Je reviendrai tout à l’heure sur ce point capital.
Après avoir exposé le premier défi que nous devons relever, celui de la technologie, j’en viens au deuxième défi, économique.
Mes chers collègues, nous devons nous poser une question : quel est le meilleur écosystème permettant de maximiser et d’optimiser le surplus économique et social ?
Est-ce un système à 3, tel qu’il existe actuellement, un système à 3, 5 ou un système à 4 ? S’agissant d’une ressource rare, le Gouvernement doit prendre des décisions, notamment quant à la bande de fréquence 2, 1. Partout en Europe, les décisions ont été prises et les fréquences affectées.
S’agissant du dividende numérique, nous ne devons pas tarder, même si je sais que son extraction, dont dépend le passage au tout-numérique, constitue un énorme chantier.

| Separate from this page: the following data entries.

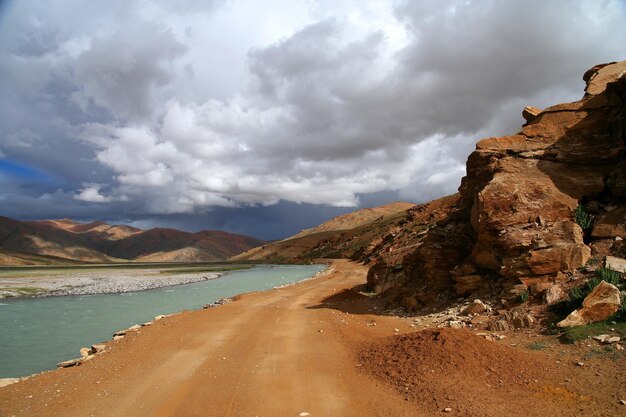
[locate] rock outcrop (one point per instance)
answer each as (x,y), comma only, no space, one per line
(513,222)
(600,304)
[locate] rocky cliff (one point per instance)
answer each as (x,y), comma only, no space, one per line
(517,220)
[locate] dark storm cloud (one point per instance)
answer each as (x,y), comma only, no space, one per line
(134,110)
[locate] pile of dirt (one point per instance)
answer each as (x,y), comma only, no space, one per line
(453,368)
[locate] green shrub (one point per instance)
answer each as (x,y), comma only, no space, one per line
(612,277)
(584,219)
(591,284)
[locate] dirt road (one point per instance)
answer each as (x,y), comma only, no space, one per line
(284,352)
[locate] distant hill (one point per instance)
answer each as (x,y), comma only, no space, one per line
(63,241)
(308,243)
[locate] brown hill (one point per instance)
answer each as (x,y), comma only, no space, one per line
(518,218)
(323,241)
(357,218)
(55,241)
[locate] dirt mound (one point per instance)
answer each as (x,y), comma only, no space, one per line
(450,368)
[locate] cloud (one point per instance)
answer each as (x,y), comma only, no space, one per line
(180,108)
(124,71)
(91,193)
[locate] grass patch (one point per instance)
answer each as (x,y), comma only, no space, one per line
(199,269)
(584,219)
(574,334)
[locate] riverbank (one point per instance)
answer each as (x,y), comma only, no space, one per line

Madame la secrétaire d’État, j’espère que vous disposerez des moyens politiques pour le piloter dans toutes ses dimensions, car, si tel n’était pas le cas, nous courrions de grands risques.

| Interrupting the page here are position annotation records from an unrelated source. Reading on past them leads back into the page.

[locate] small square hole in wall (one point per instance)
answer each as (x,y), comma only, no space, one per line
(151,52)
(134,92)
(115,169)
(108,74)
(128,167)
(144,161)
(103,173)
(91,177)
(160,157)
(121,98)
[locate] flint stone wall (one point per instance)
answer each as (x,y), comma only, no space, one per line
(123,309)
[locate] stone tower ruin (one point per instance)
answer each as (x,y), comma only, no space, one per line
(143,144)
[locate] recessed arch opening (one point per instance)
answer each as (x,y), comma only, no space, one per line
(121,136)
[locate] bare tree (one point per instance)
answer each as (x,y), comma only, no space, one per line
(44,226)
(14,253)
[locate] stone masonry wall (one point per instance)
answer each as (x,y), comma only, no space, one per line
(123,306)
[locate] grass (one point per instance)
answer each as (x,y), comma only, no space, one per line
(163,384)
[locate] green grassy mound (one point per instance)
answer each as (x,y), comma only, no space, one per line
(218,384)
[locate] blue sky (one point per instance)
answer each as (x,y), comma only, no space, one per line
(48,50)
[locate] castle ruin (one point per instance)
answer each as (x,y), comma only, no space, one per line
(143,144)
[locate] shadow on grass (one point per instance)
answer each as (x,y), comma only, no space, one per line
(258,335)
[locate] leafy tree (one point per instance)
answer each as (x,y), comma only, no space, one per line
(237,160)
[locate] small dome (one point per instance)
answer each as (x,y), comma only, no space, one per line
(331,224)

Nous devons impérativement prendre de l’avance et affecter les fréquences en or du dividende en 2009. Cette décision est la bonne, parce que les industriels ont besoin de visibilité pour produire, par exemple, les terminaux nécessaires, mais aussi parce que nous devons être prêts à mettre en place le très haut débit LTE, qui autorisera des débits supérieurs à ceux que permettent aujourd’hui la 3G et la 3G+.

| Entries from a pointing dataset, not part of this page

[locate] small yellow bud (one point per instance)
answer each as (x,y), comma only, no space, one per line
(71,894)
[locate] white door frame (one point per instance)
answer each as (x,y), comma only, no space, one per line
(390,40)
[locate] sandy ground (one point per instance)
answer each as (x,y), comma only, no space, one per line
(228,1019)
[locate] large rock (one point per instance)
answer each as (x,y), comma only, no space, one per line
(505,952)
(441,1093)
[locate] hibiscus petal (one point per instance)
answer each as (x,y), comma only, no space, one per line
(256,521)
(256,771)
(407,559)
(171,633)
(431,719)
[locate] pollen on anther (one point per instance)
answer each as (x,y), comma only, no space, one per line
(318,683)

Madame la secrétaire d’État, vous avez partiellement répondu à la question suivante : à quoi le succès du GSM est-il dû, succès qu’il importe de reproduire ? Il tient à l’harmonisation des normes au niveau européen. Précisément, où en est-on à l’heure actuelle ?
Pour en revenir à la 3G, deux conditions doivent à mon avis être remplies pour que l’attribution d’une quatrième licence ait du sens.
Premièrement, elle ne doit pas privilégier un modèle ou inciter le nouvel entrant à adopter un comportement de passager clandestin. En clair, cela signifie que les gains immédiats pour les consommateurs ne sauraient être obtenus au détriment de l’investissement et de l’innovation, qui conditionnent, pour les mêmes consommateurs, les futurs gains en pouvoir d’achat.
En d’autres termes, le nouvel attributaire de cette quatrième licence devra scrupuleusement satisfaire aux obligations de la précédente soumission comparative. En matière de coût, la bonne solution est sans doute celle que vous retiendrez, madame et monsieur les secrétaires d’État, dans la mesure où, sur un plan juridique, elle est la plus « bordée ». Aussi, je vous invite à retenir une solution juridique plutôt que toute autre solution ou tout autre échafaudage, qui, à mon avis, présentent un certain nombre de risques.
Deuxièmement, pour que la quatrième licence ait un sens, il convient de déverrouiller le marché. Comme l’a souligné avec raison Pierre Hérisson, le nombre d’opérateurs présents sur un marché ne garantit pas à lui seul la baisse des tarifs.À cet égard, le cas de l’Allemagne est exemplaire.
Seules les conditions de déverrouillage du marché, et notamment du marché de gros, c’est-à-dire les MVNO, garantissent une baisse des prix.
Nous avons discuté de cette question lors de l’examen du projet de loi relatif à la communication audiovisuelle et au nouveau service public de la télévision.
En France, les MVNO, dont le nombre est inférieur à cinq, sont d’une taille très modeste et voient leurs parts de marché diminuer. Je rappelle que la moyenne européenne se situe à 18 %.
C’est donc un vrai souci, dont il faut tirer toutes les conséquences. Ainsi, les critères d’attribution devront, pour les 5 mégahertz et 10 mégahertz sur la bande 2, 1, respecter ce choix. Mais cela ne suffit pas. Sur la base des conclusions rendues par le Conseil de la concurrence au cours de l’été dernier, l’ARCEP devra organiser une table ronde réunissant l’ensemble des opérateurs, afin de refonder un modèle de développement des MVNO. Aujourd’hui, un tel modèle est inexistant en France.
Oui, la quatrième licence peut permettre de déverrouiller le marché, mais de façon partielle. C’est pourquoi il ne faut pas négliger les MVNO.
Le troisième défi, c’est celui de la couverture du territoire.